Ik had een deadline.
Het was een duidelijke opdracht, het thema was bepaald en de datum van oplevering lag ver in de toekomst. Ik had er alle vertrouwen in. Ik omcirkelde een datum in mijn agenda, drie weken te vroeg. Het ging om een voorleesverhaal voor op een kamp. Er moesten verschillende rollen zijn en het leek me goed als iedereen zich van tevoren kon inlezen. Ik had nog geen idee en ook niet echt een gevoel bij het thema.

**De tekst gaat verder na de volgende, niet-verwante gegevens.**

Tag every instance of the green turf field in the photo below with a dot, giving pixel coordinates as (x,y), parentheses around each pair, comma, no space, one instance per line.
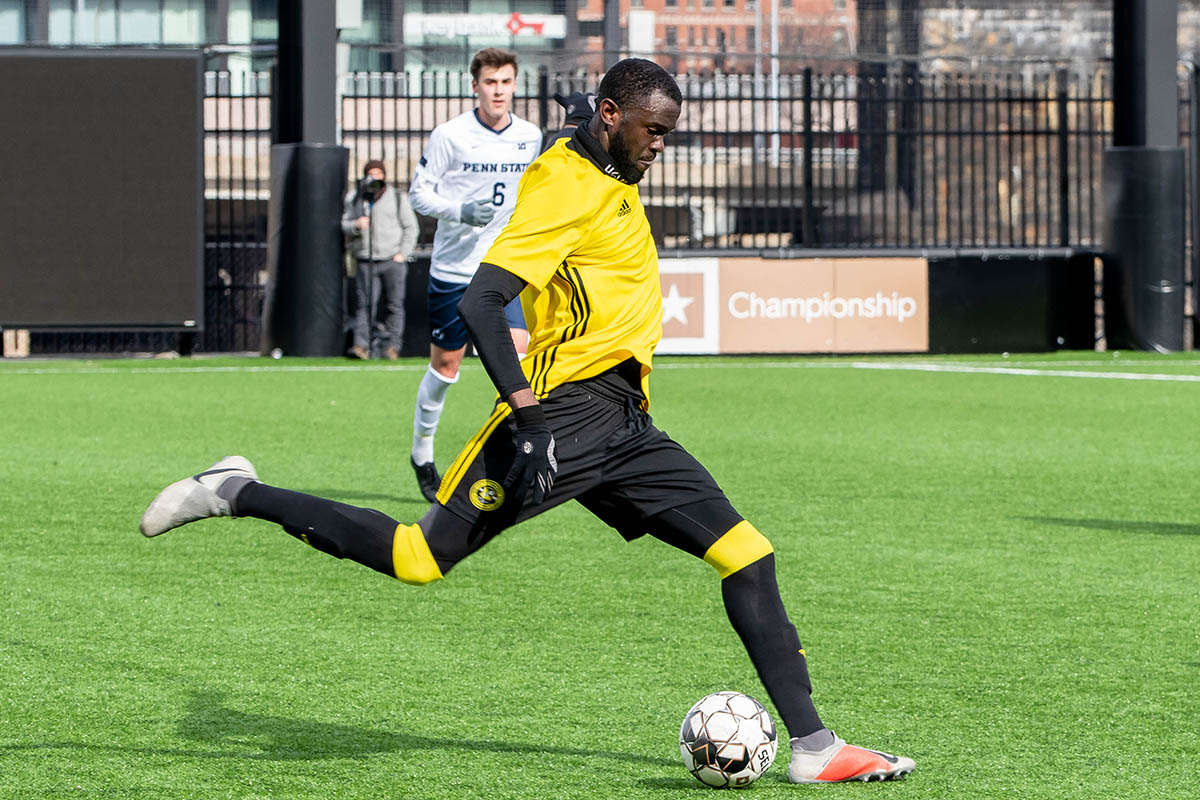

Tussendoor vroeg de opdrachtgever hoe het ging. Ik gaf ruiterlijk toe dat ik nog niet eens was begonnen en glimlachte vertrouwenwekkend. Het zou goedkomen. De deadline was een vaag concept, iets waarvan ik diep in mijn hart wel wist dat het er was, maar ook weer niet. Niet echt.

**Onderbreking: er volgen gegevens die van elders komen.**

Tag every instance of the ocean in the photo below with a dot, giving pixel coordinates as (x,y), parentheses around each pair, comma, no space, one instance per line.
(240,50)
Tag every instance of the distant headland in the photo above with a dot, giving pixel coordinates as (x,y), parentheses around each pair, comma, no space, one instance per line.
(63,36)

De datum in min agenda kwam en ging. Ik moest denken aan het citaat van schrijver Douglas Adams die zei dat hij hield van het geluid van deadlines als ze voorbijvlogen.

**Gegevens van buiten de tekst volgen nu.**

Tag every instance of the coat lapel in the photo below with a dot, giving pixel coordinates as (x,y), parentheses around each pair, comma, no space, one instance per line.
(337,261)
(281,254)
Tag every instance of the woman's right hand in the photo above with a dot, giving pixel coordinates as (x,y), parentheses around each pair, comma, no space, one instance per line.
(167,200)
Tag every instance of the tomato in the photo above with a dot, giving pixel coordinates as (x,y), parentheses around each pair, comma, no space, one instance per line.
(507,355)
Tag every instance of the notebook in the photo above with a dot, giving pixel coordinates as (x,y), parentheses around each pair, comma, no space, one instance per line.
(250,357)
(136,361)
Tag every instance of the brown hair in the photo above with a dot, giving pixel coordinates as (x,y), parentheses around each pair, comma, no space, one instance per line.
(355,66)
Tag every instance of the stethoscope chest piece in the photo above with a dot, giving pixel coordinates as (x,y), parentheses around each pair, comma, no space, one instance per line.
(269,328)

Ik bedacht een nieuwe einddatum, en nog één en nog één.
Er moest nog meer gebeuren voor het kamp. In de tijd waarin ik aan het verhaal moest schrijven knipte ik rondjes uit gekleurd papier en plakte ze op schijven.
Een week voor de deadline zette ik het eerste woord op papier. De deadline was ineens heel concreet geworden en de stress die ermee gepaard ging ook. Ik maakte me druk en glimlachte niet zoveel meer en al helemaal niet vertrouwenwekkend. Zou het echt goedkomen?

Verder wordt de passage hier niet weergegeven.